Marc Fiorentino, économiste reconnu, tire la sonnette d'alarme sur le système de retraite français par répartition.

Marc Fiorentino formule un diagnostic sans détour : le système de retraite français par répartition est condamné. L'économiste et auteur, figure respectée du débat économique français, ne mâche pas ses mots face à une réalité démographique et financière incontournable.
Le modèle actuel, fondé sur la solidarité intergénérationnelle depuis 1945, repose sur un principe simple : les actifs financent les retraités. Mais cette mécanique se grippe inexorablement. Le ratio démographique se détériore chaque année. En 1970, on comptait 4 actifs pour 1 retraité. Aujourd'hui, ce ratio approche 1,5 actif pour 1 retraité. Les projections pour 2050 sont encore plus sombres.

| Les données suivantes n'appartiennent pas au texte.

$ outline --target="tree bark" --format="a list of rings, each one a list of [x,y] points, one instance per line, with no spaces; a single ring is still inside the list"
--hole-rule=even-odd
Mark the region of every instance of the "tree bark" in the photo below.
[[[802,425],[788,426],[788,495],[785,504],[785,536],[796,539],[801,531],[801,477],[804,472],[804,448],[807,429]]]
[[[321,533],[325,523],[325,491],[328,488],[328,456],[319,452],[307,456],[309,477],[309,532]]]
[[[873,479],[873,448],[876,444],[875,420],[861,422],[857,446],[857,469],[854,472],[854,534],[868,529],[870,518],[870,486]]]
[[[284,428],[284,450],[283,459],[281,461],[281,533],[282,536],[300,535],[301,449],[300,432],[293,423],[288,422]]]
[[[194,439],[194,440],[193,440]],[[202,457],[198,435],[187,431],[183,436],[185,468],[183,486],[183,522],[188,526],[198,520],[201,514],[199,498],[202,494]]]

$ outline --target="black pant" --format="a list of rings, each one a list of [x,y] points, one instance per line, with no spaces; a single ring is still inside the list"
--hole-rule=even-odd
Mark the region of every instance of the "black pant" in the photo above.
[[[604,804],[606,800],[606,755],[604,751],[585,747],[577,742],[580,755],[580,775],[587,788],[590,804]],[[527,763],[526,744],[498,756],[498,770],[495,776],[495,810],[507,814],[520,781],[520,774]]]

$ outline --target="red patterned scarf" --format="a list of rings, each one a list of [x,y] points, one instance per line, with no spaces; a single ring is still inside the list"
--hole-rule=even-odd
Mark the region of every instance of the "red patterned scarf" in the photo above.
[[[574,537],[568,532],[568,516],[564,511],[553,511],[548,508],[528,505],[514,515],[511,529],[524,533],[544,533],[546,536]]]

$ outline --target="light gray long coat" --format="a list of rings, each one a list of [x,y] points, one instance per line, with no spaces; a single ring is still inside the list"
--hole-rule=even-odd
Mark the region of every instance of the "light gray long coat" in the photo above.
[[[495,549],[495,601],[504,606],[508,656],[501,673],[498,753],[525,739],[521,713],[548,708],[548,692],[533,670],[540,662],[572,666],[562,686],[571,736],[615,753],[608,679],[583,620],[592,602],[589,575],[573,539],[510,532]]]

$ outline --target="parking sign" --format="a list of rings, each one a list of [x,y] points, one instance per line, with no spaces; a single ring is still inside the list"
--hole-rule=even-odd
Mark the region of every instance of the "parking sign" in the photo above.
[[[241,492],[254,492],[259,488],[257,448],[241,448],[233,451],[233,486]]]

Cette dégradation structurelle rend mathématiquement impossible le maintien du système dans sa forme actuelle. Les cotisations sociales devraient exploser ou les pensions s'effondrer. Fiorentino affirme que les moins de 50 ans ne connaîtront pas la retraite telle qu'elle existe aujourd'hui. Pour cette génération, le changement n'est pas une hypothèse lointaine, c'est une certitude à court terme.
L'alerte lancée par Fiorentino résonne d'autant plus qu'elle provient d'un économiste ayant étudié les systèmes de retraite comparés. Ses analyses s'appuient sur des données actuarielles et des tendances démographiques documentées par les instituts statistiques européens.
Le problème dépasse les simples chiffres. C'est une question d'équité générationnelle. Les générations actuelles de retraités bénéficient d'un système généreux construit à une époque où la démographie jouait en leur faveur. Mais cette générosité a un prix : elle reporte la facture sur ceux qui arrivent sur le marché du travail.
Les gouvernements successifs ont tenté des réformes paramétriques : augmentation de l'âge légal, allongement de la durée de cotisation, ajustement des pensions. Mais ces mesures, bien que nécessaires, ne règlent que partiellement le problème structurel. Aucune réforme cosmétique ne peut sauver un système dont les fondations se lézardent.
Les jeunes actifs et les moins de 50 ans constituent la population la plus vulnérable face à cette transformation. Ils ont cotisé ou cotisent pour un système qui ne leur garantit rien. C'est pourquoi Fiorentino insiste sur la nécessité de prendre en main son avenir retraite plutôt que de compter sur un système défaillant.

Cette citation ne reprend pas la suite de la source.